Google’s security researcher has discovered major bugs in Apple’s mobile OS. The security researcher has challenged Apple to donate millions of dollars in charity for exposing these bugs.
Ian Beer, a security researcher from Google Project Zero has discovered major bugs in iOS. Recently reported bugs by Ian Beer can fetch $1.23 million in bounties from Apple. However, since Apple’s bounty program is invite-only, he cannot claim the bounty. Beer has asked Apple to donate this well-deserved bug bounty to charity.
The security researcher works in Google’s Project Zero, which was introduced to find bugs in software built by other companies. Google developers have found a great number of bugs in iOS. Ian Beer has offered Apple 90 days of time to fix the bugs before they would be publicly disclosed.
While Apple has fixed these bugs, Ian Beer claims that the company has done a bad job of fixing them. Ian Beer announced his findings in a presentation during annual security convention called Black Hat. Beer has been working towards finding iOS bugs from a very long time. His well-deserved bug bounty amounts to $2.45 million.

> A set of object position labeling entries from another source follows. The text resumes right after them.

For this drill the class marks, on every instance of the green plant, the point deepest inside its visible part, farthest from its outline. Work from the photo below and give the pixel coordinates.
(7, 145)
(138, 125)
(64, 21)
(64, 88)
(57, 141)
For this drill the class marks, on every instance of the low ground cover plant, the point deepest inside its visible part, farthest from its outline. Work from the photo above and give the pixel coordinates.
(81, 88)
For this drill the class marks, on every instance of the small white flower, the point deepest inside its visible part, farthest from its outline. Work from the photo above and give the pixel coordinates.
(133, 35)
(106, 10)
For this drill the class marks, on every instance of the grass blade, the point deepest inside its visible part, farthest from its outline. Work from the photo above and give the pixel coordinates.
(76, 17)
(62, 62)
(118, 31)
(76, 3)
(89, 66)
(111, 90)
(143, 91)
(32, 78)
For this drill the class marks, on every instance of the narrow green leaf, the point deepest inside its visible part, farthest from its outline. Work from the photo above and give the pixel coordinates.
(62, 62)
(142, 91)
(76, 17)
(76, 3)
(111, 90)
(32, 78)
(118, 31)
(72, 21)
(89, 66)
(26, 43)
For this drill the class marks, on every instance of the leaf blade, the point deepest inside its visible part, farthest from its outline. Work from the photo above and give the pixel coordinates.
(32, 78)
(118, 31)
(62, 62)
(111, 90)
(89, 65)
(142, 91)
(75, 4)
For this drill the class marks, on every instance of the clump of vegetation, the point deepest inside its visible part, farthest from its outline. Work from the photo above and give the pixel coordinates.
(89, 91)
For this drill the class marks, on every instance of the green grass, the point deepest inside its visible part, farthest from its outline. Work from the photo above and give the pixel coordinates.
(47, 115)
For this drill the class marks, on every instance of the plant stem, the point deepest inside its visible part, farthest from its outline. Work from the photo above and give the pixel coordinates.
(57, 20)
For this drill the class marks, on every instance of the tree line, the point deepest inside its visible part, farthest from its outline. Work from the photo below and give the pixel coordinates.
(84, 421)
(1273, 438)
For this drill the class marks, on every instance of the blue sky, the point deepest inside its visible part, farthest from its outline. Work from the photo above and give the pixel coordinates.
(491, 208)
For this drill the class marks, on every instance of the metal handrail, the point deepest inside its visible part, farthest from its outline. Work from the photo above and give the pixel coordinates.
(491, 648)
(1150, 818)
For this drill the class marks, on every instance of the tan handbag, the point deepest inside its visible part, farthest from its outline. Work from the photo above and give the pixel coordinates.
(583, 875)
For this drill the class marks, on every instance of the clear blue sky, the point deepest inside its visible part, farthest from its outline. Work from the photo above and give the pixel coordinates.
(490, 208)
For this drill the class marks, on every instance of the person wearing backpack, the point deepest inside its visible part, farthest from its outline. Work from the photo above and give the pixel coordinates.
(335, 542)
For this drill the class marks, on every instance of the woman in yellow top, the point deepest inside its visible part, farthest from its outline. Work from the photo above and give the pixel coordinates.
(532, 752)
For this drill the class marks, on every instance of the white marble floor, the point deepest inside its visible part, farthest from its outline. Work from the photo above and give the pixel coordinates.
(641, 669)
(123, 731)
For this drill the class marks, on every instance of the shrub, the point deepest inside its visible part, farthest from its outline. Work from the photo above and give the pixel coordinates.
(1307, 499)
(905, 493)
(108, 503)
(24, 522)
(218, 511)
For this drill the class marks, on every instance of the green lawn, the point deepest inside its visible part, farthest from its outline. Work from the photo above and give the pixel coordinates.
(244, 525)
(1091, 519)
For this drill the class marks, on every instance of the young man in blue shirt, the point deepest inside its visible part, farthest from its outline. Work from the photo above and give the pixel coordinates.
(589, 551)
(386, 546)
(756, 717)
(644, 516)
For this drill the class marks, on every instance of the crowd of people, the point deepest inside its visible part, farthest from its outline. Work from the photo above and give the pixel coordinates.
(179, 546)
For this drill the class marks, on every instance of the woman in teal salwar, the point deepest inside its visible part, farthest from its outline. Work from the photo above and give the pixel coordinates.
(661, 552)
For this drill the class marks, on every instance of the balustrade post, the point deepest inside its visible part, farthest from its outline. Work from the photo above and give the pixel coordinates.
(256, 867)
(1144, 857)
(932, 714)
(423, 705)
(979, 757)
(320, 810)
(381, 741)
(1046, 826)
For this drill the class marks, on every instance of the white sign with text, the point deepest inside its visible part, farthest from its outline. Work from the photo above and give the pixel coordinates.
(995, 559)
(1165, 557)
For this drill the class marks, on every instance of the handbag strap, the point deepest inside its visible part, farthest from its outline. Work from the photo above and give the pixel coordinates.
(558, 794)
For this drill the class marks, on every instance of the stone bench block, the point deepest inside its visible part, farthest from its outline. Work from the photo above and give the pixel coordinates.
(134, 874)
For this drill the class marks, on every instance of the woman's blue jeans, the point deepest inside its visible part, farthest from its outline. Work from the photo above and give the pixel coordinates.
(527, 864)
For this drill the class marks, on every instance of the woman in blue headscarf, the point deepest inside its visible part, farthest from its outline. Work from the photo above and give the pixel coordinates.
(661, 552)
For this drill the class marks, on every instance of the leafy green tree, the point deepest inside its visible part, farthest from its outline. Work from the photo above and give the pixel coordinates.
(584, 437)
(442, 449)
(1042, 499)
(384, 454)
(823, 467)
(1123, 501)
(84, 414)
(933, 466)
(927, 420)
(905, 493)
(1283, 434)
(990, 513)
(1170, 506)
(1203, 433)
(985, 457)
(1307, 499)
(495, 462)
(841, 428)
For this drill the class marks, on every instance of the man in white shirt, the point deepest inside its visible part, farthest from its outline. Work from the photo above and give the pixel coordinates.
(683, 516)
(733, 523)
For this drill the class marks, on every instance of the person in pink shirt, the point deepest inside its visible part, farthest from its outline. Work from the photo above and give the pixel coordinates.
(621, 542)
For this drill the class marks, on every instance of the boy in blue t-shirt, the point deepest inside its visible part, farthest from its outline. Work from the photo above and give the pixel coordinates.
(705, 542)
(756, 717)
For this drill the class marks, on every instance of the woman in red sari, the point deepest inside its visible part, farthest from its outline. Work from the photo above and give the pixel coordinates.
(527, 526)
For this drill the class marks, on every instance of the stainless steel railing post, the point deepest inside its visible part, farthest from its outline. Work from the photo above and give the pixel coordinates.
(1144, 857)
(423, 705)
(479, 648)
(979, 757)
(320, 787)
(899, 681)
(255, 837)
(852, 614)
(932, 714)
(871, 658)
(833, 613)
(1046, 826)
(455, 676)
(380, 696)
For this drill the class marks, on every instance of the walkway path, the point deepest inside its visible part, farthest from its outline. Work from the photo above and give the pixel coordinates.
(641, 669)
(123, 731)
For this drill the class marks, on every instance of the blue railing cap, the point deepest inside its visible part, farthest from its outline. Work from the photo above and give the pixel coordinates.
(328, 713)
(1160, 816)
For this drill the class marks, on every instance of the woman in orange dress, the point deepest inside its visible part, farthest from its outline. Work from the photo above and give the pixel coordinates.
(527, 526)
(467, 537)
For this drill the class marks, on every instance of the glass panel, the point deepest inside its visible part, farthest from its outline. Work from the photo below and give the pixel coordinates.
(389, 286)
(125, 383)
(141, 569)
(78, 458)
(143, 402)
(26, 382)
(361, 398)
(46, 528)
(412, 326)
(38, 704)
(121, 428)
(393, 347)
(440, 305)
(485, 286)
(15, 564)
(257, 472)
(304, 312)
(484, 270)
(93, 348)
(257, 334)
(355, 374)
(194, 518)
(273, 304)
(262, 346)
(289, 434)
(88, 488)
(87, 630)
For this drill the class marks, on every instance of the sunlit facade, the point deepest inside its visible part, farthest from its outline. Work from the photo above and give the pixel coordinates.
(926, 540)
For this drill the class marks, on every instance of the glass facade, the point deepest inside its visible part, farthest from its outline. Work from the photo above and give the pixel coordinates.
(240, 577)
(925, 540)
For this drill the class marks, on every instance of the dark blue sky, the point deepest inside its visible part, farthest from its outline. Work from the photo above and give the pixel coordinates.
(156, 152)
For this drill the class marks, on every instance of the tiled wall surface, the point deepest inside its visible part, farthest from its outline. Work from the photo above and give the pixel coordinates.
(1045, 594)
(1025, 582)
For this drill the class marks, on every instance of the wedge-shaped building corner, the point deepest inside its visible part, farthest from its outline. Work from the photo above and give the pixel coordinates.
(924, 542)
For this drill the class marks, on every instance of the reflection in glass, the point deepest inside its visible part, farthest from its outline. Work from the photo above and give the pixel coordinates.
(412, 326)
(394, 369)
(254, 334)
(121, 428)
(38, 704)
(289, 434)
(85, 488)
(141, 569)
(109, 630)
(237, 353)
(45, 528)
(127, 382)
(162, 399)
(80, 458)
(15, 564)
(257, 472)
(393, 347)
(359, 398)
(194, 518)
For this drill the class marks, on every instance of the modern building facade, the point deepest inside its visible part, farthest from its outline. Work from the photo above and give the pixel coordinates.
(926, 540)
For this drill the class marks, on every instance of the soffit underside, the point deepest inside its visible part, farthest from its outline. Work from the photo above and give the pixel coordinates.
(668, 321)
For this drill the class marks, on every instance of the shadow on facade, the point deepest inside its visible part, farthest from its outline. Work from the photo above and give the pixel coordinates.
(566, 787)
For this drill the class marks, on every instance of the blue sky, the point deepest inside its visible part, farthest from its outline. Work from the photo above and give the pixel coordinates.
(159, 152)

The security researcher has been finding and reporting the bugs to Apple since 2015. However, he has not been invited to join Apple’s bug bounty program (which is invitation-only). The program was announced in 2016, Beer had reported over 30 bugs by then. The security researcher wants Apple to donate the deserved amount to a human rights organization, Amnesty International.
While Ian Beer is part of Google’s Project Zero Team, it is unknown as to why he went public with his remarks about Apple. He has openly slammed Apple at Back Hat conference in Las Vegas. Apple has not made any official statement about Beer’s claim for bounty. The Google Hacker has not publicly disclosed the identified vulnerabilities but he has reported them to Apple.
Apple’s bug bounty program allows the select security researchers to claim bug bounty. The same researchers can earn more than Apple’s $200,000 bounty by selling these reports to the governments or third-party firms. These bounties can go up to $3 million if they are day-zero exploits in iOS or macOS.